Ho cercato su Google la parola “errore” associata a Franco Bragagna e non è uscito nulla. Possibile”
“Impossibile. Nel 2012 ho fatto una gaffe colossale. Stavo raccontando la maratona di Londra ed ero con Paolo Bellino, parlavamo in diretta del più e del meno e a un certo punto quando la gara è passata dal Ponte dei Frati Neri ho… fatto morire Licio Gelli e non Roberto Calvi. Andai avanti dritto. Cominciarono a scrivermi, mi tolsi la cuffia e chiesi a Paolo se avevo detto davvero quella cosa. E lui, guardandomi: ‘Non avevo il coraggio di dirtelo’”. Ma accidenti (eufemismo): dovevi dirmelo! Dovevi interrompermi in diretta”.
Primo agosto 2021, sei stato la voce del quarto d’ora più importante della storia dello sport italiano. Il doppio oro Jacobs-Tamberi a Tokyo. Non ti verrà tolto mai.

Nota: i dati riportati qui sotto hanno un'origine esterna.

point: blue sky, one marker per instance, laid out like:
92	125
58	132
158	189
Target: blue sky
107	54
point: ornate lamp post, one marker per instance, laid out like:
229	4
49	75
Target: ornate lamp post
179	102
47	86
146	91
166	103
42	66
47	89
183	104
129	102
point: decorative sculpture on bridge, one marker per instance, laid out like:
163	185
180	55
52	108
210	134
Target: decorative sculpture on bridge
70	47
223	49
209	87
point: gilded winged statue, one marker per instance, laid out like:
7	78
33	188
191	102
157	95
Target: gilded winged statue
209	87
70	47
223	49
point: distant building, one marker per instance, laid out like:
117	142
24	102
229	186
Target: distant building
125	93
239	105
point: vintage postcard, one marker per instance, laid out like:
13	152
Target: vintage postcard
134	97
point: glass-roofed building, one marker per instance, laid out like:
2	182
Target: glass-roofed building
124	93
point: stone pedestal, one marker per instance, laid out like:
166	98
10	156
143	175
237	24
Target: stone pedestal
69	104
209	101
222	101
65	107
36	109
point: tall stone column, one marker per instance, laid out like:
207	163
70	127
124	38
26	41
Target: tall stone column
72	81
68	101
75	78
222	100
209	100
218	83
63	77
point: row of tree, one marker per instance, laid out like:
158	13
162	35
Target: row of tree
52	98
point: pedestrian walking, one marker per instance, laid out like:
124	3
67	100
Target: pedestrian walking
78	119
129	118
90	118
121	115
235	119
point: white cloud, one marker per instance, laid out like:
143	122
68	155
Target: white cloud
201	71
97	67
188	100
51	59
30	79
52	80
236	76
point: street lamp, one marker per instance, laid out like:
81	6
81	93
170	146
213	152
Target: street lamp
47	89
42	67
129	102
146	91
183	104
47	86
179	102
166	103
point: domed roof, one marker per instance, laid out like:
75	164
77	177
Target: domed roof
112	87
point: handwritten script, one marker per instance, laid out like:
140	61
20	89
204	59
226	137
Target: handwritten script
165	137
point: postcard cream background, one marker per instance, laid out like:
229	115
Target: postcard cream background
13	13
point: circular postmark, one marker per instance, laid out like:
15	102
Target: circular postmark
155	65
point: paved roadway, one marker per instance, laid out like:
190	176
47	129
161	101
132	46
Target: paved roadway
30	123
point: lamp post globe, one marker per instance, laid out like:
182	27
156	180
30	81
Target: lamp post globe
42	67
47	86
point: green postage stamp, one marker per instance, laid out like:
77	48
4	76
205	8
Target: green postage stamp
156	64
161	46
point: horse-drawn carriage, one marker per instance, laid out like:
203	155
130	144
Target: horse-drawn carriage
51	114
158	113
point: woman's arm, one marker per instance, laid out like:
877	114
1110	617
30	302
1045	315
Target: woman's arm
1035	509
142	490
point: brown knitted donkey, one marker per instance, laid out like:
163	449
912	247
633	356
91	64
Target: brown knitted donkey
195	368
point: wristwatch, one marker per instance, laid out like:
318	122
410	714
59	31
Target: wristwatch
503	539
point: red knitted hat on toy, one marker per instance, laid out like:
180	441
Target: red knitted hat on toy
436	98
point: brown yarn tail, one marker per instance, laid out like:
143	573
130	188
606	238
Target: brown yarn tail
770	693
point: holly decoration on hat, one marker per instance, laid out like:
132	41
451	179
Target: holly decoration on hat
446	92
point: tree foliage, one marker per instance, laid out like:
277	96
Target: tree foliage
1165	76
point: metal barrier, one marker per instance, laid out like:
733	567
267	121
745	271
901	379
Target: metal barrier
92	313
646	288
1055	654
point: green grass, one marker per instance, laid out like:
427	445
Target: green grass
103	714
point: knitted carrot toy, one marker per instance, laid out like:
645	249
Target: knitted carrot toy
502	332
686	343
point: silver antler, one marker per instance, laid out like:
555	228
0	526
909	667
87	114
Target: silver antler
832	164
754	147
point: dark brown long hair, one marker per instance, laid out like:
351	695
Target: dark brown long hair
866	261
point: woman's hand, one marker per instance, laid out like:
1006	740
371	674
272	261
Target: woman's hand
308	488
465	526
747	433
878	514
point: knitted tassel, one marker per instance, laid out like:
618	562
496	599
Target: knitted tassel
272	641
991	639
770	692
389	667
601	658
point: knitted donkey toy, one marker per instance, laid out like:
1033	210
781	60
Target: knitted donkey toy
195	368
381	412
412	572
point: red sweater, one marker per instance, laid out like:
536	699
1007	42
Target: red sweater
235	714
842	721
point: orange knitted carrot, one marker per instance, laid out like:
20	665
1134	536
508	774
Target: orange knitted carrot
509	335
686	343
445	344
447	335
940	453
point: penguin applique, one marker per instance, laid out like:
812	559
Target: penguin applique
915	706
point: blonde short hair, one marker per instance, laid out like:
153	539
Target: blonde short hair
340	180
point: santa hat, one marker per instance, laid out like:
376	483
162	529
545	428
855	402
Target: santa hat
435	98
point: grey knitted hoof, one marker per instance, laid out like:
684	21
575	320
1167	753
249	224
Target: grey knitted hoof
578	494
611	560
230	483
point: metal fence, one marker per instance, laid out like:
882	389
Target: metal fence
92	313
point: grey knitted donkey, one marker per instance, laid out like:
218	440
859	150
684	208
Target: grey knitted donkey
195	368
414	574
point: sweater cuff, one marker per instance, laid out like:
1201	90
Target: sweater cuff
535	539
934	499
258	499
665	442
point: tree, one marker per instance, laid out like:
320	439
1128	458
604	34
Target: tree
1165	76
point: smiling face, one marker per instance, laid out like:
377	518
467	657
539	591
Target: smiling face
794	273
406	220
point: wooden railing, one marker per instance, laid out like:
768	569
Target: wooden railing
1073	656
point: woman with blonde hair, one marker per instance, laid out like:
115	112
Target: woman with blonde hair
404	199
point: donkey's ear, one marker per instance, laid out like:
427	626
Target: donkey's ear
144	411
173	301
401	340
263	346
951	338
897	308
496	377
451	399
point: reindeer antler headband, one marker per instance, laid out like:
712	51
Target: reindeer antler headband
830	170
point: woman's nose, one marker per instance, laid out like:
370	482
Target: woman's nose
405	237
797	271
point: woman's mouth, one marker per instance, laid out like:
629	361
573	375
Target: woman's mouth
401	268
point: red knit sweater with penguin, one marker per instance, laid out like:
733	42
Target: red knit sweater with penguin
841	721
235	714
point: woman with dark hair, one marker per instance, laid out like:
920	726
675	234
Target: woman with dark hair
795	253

“Ne sono consapevole e penso sia difficilmente eguagliabile. Il senso giornalistico di quel momento è difficile che possa essere eguagliato perché c’è l’inaspettato anche se il giorno prima mi ero fatto l’idea di quanto andasse forte Marcel”.

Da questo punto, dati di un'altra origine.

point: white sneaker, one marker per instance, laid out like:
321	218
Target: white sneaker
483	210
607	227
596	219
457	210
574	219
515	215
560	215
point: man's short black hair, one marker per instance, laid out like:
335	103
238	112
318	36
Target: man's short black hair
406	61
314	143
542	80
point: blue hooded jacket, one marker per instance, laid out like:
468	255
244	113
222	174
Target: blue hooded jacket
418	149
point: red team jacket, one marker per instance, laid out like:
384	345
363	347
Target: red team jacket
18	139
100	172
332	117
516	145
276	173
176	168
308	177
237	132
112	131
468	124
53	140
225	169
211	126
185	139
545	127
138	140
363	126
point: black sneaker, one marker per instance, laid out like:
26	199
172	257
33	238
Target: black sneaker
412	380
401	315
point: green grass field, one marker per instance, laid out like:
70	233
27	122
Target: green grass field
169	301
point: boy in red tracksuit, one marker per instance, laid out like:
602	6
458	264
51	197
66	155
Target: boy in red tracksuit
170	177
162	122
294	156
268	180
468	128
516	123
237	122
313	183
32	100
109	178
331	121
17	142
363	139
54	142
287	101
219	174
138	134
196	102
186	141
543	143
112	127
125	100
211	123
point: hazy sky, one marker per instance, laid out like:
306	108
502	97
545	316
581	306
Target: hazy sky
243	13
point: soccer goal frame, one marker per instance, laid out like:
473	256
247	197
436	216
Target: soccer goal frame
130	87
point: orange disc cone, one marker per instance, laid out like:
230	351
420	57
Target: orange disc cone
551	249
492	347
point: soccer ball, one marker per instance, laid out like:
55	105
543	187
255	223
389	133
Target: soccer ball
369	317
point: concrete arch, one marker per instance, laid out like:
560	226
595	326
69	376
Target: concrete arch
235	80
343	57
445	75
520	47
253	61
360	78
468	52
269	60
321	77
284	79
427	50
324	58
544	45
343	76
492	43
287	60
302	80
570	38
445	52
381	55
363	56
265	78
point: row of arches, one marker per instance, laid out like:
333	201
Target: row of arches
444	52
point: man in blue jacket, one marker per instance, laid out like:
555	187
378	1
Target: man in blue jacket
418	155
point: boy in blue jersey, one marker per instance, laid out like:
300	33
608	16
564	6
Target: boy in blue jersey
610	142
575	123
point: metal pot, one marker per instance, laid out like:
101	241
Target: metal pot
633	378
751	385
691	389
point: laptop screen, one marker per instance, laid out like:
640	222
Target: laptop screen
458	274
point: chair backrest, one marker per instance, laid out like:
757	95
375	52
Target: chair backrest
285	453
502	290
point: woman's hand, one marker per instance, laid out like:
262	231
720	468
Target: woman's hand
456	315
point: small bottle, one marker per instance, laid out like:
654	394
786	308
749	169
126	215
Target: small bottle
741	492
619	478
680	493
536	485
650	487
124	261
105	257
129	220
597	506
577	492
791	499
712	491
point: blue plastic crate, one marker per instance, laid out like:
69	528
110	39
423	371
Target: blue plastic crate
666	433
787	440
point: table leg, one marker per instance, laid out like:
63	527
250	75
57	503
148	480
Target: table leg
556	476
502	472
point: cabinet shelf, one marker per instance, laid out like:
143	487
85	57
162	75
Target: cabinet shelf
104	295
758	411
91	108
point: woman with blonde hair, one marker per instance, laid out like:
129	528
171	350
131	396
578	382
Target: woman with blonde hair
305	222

Si vive una vita professionale per essere lì in quel momento a raccontare quella cosa.
“Avendolo vissuto passivamente nel senso che me ne sono accorto dopo”.
Ti rivedi
“No”.
C’è sempre tempo per farlo. C’è sempre domani. Forse.

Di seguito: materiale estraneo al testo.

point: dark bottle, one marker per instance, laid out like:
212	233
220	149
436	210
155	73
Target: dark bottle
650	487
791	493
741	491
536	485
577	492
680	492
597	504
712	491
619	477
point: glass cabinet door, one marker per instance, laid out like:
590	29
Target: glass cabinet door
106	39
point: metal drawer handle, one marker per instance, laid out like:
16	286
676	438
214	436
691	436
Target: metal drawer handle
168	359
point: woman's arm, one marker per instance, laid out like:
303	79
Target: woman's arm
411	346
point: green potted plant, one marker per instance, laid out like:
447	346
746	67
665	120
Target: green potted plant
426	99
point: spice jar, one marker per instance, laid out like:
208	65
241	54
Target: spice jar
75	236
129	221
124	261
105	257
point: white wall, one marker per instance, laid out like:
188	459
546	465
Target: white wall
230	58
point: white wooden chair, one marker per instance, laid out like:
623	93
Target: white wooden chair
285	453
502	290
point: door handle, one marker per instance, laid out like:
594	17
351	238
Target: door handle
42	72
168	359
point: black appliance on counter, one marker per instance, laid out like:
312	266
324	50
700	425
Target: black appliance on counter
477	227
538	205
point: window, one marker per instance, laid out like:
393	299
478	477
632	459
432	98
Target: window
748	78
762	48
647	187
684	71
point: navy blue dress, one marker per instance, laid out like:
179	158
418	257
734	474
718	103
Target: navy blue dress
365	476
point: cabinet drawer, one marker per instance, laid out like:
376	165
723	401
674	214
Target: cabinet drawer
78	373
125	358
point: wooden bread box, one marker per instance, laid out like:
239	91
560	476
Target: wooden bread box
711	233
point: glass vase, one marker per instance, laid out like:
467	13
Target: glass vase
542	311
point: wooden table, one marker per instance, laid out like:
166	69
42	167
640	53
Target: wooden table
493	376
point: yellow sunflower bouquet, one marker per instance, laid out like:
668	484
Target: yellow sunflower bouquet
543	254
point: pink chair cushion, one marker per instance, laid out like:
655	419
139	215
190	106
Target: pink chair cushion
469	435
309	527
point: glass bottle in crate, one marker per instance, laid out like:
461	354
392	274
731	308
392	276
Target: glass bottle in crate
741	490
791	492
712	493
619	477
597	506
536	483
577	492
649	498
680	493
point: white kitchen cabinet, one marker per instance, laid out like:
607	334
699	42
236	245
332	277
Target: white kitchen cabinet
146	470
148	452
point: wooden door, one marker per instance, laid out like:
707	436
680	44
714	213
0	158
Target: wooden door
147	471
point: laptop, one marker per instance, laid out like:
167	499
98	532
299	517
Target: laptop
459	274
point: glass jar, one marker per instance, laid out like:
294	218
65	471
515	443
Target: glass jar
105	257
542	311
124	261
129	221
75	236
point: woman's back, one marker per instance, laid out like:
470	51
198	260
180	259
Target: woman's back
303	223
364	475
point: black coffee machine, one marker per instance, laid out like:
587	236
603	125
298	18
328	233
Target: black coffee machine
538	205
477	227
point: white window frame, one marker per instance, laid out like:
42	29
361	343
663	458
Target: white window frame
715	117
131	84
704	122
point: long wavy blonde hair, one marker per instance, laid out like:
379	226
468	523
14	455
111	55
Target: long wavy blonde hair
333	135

Franco Bragagna torna a parlare di storie di sport su Sky Sport, dando continuità all’appuntamento che ha avuto grande successo in occasione dell’Olimpiade di Milano-Cortina 2026. Dal 19 giugno e per tutta l’estate, con cadenza settimanale, sarà impegnato nel vodcast “Il Podio di Franco Bragagna”, dialoghi con i volti dell’emittente satellitare per approfondire gli argomenti di attualità, le storie più belle e i protagonisti di un’estate di sport che è iniziata con il Mondiale di calcio ma vivrà di grandissimi appuntamenti a partire dal tennis e dai motori di Formula Uno e MotoGp.
Il vodcast “Il Podio di Franco Bragagna” sarà disponibile una volta a settimana, nella normale programmazione di giovedì, sul sito internet skysport.it, sul canale YouTube di Sky Sport e sulle principali piattaforme di streaming. Argomenti di partenza: il duello tra Kimi Antonelli e Lewis Hamilton, il mito e il bambino con al centro l’aspetto emotivo predominante rispetto al fattore tecnologico, la storia del ritorno all’agonismo di Serena e Venus Williams e i riflessi del Mondiale di calcio.